LOS FACTORES EN LA PRODUCCION, COMPRA DE ENERGIA, TRANSFORMACION DE LA MISMA, PERDIDA EN CUANTO SE HACEN VARIOS PASAJES DE UNA FORMA DE ENERGIA A OTRA POR EJEMPLO DE GAS A ELECTRICA, PERO EL ASUNTO DEL TRANSPORTE EN GASODUCTO O A TRAVES DE CABLES DE MEGA TENSION, QUE TIPO DE ENERGIA NESECITAMOS, EN QUE MOMENTO Y DONDE SE PRODUCE O SE INGRESA Y DONDE SE CONSUME, NO ES LO MISMO QUE SE INGRECE EL GAS POR BOLIVIA QUE POR CHILE , TIENE SENTIDO INGRESARLO POR CHILLE SI SE PUEDE TRAER POR BARCO DIRECTO A BUENOS AIRES U OTRO CENTRO DE CONSUMO, DESDE VENEZUELA , ARABIA O EL SURESTE ASIATICO.
EN DEFINITIVA HAY MUCHAS TEMATICAS LO QUE LLEVA A UN ANALISIS PROFUNDO Y A LA APLICACION DE SOLUCIONES DE COMPROMISO.

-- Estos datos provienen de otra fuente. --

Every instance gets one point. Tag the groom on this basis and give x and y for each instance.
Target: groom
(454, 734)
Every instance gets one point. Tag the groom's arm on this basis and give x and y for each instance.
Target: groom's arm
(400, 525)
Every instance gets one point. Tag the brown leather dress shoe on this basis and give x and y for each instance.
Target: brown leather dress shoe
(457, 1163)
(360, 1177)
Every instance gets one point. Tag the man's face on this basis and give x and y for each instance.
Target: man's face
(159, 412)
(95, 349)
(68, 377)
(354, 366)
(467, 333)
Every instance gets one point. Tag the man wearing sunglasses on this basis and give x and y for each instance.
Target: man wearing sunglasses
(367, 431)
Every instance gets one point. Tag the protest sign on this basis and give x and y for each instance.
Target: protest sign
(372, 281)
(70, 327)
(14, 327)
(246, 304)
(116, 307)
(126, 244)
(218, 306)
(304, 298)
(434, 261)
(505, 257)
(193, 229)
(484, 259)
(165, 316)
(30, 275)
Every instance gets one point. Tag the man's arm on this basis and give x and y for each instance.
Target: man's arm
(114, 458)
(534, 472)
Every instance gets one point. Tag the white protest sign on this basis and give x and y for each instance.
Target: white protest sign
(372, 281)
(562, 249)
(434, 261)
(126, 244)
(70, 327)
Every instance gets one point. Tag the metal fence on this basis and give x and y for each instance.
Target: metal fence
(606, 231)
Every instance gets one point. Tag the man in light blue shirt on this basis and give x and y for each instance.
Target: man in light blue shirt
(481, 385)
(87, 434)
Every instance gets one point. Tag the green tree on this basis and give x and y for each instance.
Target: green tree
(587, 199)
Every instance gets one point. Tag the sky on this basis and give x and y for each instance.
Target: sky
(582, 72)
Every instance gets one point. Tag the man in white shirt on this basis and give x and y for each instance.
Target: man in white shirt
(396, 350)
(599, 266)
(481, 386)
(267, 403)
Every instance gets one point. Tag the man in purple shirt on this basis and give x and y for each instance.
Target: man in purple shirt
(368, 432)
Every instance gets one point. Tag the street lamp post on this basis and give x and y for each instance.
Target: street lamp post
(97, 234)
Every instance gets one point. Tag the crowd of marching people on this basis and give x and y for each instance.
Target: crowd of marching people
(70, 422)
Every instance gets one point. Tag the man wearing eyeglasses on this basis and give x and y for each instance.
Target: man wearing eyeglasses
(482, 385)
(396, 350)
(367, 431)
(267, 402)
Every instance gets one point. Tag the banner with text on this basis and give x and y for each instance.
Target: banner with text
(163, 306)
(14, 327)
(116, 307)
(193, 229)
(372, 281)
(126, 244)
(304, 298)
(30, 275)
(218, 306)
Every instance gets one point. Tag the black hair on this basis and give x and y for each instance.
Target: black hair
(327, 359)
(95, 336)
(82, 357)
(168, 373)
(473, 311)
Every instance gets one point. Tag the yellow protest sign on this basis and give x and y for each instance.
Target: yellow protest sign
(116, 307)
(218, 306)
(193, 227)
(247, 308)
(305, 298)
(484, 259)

EL PROBLEMA ES LAS SOLUCIONES PARA QUIEN EL PUBLO , LA INDUSTRIA,

O PARA LAS EMPRESAS DEL SECTOR ENERGETICO QUE SE MANDAN TERCIALIZACIONES AUTOPASES Y NEGOCIADOS.

Mariano Grimoldi dijo...

El actual gobierno parece considerar que ordenando la rentabilidad de las empresas del sector el resto de las cosas se acomodan solas.
Y lo que no se acomoda... y bueno, es porque no sirve.